Isomerism is the phenomenon whereby certain compounds, with the same molecular formula, exist in different forms owing to their different organisations of atoms. The concept of isomerism illustrates the fundamental importance of molecular structure and shape in organic chemistry.
Structural Isomers have different structural formulae because their atoms are linked together in different ways.
It arises owing to:
· arrangement of Carbon skeleton
e.g. The formula C4H10 represents two possible structural formulae, butane and methylpropane:
· position of Functional group
e.g. propan-1-ol and propan-2-ol
· different Functional groups
e.g. the molecular formula C2H60 represents both ethanol and methoxymethane.
Cyclic alkanes are isomeric with alkenes, e.g. cyclopropane and propene
Stereoisomers have the same structure and bond order but their atoms and groups of atoms are arranged differently in space. They have different spatial arrangements and their molecules are not superimposable. There are two types:
· Geometric Isomerism
Involves a double bond, usually C=C, that does not allow free rotation about the double bond (unlike a C-C single bond). They are not superimposable.
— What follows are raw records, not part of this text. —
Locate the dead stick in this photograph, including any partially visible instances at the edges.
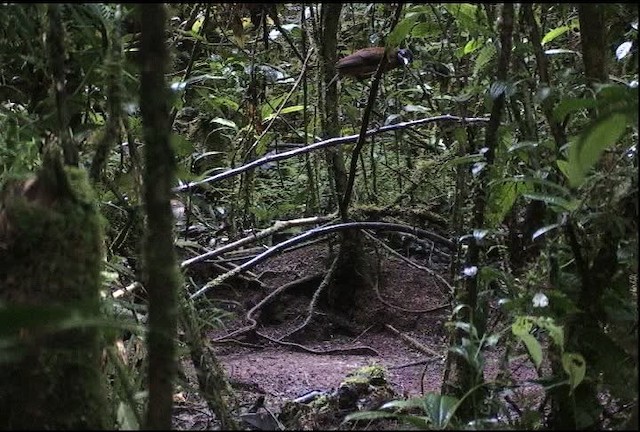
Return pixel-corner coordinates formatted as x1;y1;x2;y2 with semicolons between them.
384;324;444;358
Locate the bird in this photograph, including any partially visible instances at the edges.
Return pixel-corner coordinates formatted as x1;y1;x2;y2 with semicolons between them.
336;47;413;79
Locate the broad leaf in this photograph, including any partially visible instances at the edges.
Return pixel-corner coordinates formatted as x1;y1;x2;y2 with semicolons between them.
569;114;627;187
562;353;587;391
524;193;579;212
531;224;561;240
540;26;571;45
387;14;419;47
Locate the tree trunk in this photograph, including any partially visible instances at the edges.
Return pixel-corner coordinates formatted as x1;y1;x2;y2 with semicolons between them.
0;164;114;430
139;3;179;429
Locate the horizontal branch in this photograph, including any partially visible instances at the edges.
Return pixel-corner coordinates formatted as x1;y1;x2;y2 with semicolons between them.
173;115;489;193
191;222;454;299
180;214;336;269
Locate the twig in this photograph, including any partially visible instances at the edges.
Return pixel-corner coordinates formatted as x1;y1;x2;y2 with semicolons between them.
362;230;454;296
213;274;320;342
384;324;444;358
172;114;489;193
191;222;455;300
256;331;380;356
278;254;340;340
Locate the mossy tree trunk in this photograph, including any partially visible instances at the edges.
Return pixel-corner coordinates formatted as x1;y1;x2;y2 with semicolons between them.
316;3;368;315
0;161;113;429
549;4;621;430
138;3;179;429
442;3;514;420
0;5;113;429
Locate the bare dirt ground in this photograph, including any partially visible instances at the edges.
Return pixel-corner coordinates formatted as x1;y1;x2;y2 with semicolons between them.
174;238;540;429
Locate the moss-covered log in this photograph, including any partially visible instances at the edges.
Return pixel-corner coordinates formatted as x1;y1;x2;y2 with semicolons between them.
0;166;113;429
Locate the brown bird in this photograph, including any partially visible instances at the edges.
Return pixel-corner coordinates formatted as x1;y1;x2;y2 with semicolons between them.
336;47;413;79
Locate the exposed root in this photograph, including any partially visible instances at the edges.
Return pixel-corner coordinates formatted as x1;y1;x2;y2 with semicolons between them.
384;324;444;358
278;255;339;341
213;274;320;342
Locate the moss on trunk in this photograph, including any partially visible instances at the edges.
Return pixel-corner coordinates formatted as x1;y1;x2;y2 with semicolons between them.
0;168;112;429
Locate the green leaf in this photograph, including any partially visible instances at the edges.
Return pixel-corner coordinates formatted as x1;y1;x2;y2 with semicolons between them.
387;14;419;48
473;44;496;75
489;81;509;100
518;333;542;369
263;105;304;121
462;39;482;55
569;114;627;187
424;392;459;429
562;353;587;391
486;180;533;227
536;317;564;349
411;23;431;38
524;193;580;212
531;224;562;240
540;26;571;45
342;411;398;423
191;16;204;36
553;98;596;122
556;159;569;179
511;316;533;337
211;117;238;130
544;48;580;55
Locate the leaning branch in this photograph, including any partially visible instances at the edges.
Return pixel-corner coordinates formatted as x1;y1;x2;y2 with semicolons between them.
191;222;455;299
173;114;489;193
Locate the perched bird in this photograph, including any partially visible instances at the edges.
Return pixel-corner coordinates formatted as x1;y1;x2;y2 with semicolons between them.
336;47;413;79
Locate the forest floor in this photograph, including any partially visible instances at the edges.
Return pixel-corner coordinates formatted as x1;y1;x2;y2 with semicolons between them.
174;238;534;430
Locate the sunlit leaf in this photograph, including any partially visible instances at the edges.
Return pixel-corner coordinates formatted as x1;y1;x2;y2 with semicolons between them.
544;48;580;56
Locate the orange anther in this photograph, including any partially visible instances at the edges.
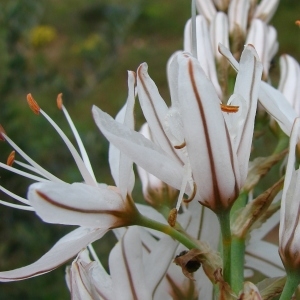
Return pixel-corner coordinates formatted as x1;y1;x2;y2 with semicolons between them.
56;93;63;110
27;94;40;115
6;151;16;167
168;208;178;227
220;103;239;113
0;124;5;141
183;182;197;203
174;141;186;149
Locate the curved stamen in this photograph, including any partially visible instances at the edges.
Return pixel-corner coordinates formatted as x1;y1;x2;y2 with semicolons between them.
0;162;50;182
27;94;97;186
0;185;30;205
57;93;97;182
1;132;63;182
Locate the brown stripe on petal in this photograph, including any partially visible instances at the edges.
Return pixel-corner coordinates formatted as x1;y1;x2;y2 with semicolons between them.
174;141;186;149
0;268;58;281
188;59;222;209
36;190;124;217
121;233;138;300
27;94;41;115
56;93;63;110
137;66;182;164
224;122;240;206
6;151;16;167
220;103;239;113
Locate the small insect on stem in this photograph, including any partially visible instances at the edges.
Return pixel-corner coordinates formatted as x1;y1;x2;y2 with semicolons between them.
220;103;239;113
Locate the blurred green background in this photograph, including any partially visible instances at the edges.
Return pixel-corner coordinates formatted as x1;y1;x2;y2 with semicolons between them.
0;0;300;299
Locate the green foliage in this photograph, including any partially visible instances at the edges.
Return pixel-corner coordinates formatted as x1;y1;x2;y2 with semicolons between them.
0;0;300;299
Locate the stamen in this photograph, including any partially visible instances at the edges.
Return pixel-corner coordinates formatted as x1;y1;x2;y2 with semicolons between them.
0;124;5;141
174;141;186;149
40;106;97;186
57;99;97;182
0;133;63;182
0;185;30;205
27;94;41;115
220;103;239;113
56;93;63;110
0;162;50;182
6;151;16;167
183;182;197;203
168;208;178;227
e.g. cis-but-2-ene and trans-but-2-ene
Stereoisomers may possess quite different physical properties, such as melting point, density and solubility in water (look up those of maleic acid and fumaric acid). Ring structures and other steric factors also result in geometric isomerism.
· Optical isomerism
Involves an atom, usually carbon, bonded to four different atoms or groups of atoms. They exist in pairs, in which one isomer is the mirror image of the other.
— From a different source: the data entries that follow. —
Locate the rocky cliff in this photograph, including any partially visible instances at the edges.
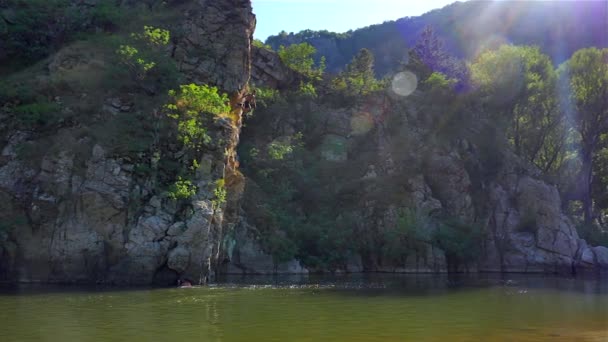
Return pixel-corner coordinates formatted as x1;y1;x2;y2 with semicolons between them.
0;0;255;285
229;57;608;274
0;0;608;285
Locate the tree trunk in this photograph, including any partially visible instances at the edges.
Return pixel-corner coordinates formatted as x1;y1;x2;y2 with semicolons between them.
581;149;593;225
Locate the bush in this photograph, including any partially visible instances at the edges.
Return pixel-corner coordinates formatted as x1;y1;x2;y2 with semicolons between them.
165;84;230;151
576;223;608;247
383;208;431;263
14;101;61;129
167;177;197;200
432;218;482;265
516;209;538;234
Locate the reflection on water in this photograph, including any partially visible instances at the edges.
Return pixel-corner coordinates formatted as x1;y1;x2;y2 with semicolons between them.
0;275;608;341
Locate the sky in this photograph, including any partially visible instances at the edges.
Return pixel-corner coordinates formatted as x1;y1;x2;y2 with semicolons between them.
252;0;455;41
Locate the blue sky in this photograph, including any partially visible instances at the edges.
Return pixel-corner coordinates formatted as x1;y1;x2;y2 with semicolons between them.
252;0;455;40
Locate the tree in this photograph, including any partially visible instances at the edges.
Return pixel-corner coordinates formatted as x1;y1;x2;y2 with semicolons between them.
558;48;608;224
165;84;230;151
279;43;325;78
471;45;568;172
411;26;469;89
332;49;380;96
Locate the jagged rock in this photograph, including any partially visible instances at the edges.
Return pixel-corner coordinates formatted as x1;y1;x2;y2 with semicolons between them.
167;247;190;273
592;246;608;270
226;222;308;274
251;46;299;89
425;151;473;219
174;0;255;93
0;0;255;284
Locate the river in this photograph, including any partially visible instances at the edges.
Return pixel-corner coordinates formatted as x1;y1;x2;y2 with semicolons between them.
0;275;608;342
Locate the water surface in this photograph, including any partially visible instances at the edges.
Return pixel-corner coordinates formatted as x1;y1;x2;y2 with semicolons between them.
0;275;608;341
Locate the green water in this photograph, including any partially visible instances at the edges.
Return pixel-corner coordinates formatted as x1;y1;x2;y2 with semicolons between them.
0;276;608;341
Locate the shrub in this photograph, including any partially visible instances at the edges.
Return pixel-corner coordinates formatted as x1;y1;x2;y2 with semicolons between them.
576;223;608;247
383;208;431;262
167;177;197;200
165;84;230;151
432;218;482;265
14;101;60;129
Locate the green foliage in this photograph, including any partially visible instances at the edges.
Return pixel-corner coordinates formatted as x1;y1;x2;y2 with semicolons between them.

These isomers are referred to as enantiomers. The central carbon atom to which four different atoms or groups are attached, is called an asymmetrical carbon atom.
Enantiomers have identical physical constants, such as melting points and boiling points, but are said to be optically active since they can be distinguished from each other by their ability to rotate the plane of polarised light in opposite directions. A mixture of enantiomers in equal proportions is optically inactive, and is called a racemic mixture. Use an organic chemistry textbook to find out more about optical isomerism.